I'd appreciate any information any of you could give me regarding an interesting piece I've picked up.  It's a Russian configuration sabre, but the numbers on it are Arabic.  There are no cyrillic letters of any kind.  The numbers all match on the quillion and blade and the last 2 numerals are on the throat and chape of the scabbbard.  Though crudely forged and with a very coarse edge ground onto it, it is really in very good condition.  There's no dents or rust blossoms, and even the leather washer is still there, though it's falling apart.  I've caught bits & pieces of information on this site, but do any of you folks have some concrete information for me?  Things like probable dates and provenance would be most appreciated.  Does it have any value?  Thank you in advance.

----------


## Timo Nieminen

It's a Persian shashka. AFAIK, these were mostly carried by soldiers in the Persian Cossack Brigade, established c. 1880. Searching this forum, or Googling, for "Persian shashka" should reveal other examples of such swords, and info on them.

----------


## Nav Ghosh

Why does it have a brushed look? A machine has been over that at some point and maybe the 1877 numerals were touched up. It strikes me. Doesn't make any sense that this sword should be so rough. Crude is the word, sorry...

----------


## LawrenceN

When I initiated the thread, I had mentioned that it is crudely forged.  I have the feeling that very little care was given to the cosmetics of the blade, probably because it was meant for export.  I'd have to see a real Russian piece to make a comparison.
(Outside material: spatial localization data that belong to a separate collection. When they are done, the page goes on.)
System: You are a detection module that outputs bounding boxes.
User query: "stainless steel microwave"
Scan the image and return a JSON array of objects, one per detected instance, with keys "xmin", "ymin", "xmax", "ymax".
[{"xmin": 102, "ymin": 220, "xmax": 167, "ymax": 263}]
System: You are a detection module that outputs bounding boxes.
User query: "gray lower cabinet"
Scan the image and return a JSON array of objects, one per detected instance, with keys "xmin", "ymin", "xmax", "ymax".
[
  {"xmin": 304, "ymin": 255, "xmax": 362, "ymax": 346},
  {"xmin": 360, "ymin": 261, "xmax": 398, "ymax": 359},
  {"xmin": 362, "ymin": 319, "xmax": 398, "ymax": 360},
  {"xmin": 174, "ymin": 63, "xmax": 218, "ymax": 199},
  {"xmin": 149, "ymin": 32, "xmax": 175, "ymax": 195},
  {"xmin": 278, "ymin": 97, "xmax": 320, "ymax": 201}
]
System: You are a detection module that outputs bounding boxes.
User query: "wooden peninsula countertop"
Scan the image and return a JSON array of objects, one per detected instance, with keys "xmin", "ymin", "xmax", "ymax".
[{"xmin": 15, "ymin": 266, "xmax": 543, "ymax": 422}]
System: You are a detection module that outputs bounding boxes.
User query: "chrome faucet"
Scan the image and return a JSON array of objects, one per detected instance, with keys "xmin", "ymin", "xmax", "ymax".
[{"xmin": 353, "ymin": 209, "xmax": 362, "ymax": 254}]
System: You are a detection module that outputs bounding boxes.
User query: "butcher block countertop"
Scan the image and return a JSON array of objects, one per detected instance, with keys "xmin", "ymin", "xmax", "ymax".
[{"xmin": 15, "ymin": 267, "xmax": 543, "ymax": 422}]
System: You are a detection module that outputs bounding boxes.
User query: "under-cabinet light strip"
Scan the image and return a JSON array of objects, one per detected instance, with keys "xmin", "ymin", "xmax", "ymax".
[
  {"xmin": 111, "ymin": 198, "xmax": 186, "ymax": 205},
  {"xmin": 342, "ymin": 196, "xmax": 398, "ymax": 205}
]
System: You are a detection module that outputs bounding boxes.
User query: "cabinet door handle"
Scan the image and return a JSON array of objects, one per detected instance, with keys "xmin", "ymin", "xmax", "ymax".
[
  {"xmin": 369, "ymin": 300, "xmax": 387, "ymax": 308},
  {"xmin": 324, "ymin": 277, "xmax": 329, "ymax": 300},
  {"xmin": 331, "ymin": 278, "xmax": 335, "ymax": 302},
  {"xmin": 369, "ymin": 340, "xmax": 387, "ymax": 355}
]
When you sight down the blade, it's actually very true and it is a nicely tempered, flexible sword in spite of its appearance.  It's a "no-nonsense" fighting sword, with no frills.  The numbers haven't been retouched for sure.  The patina is even in them, and on the scabbard.  My feeling is that it may never have been issued as there is little actual wear on it.  If I had a better camera, I could get more detail on the blade and scabbard.

----------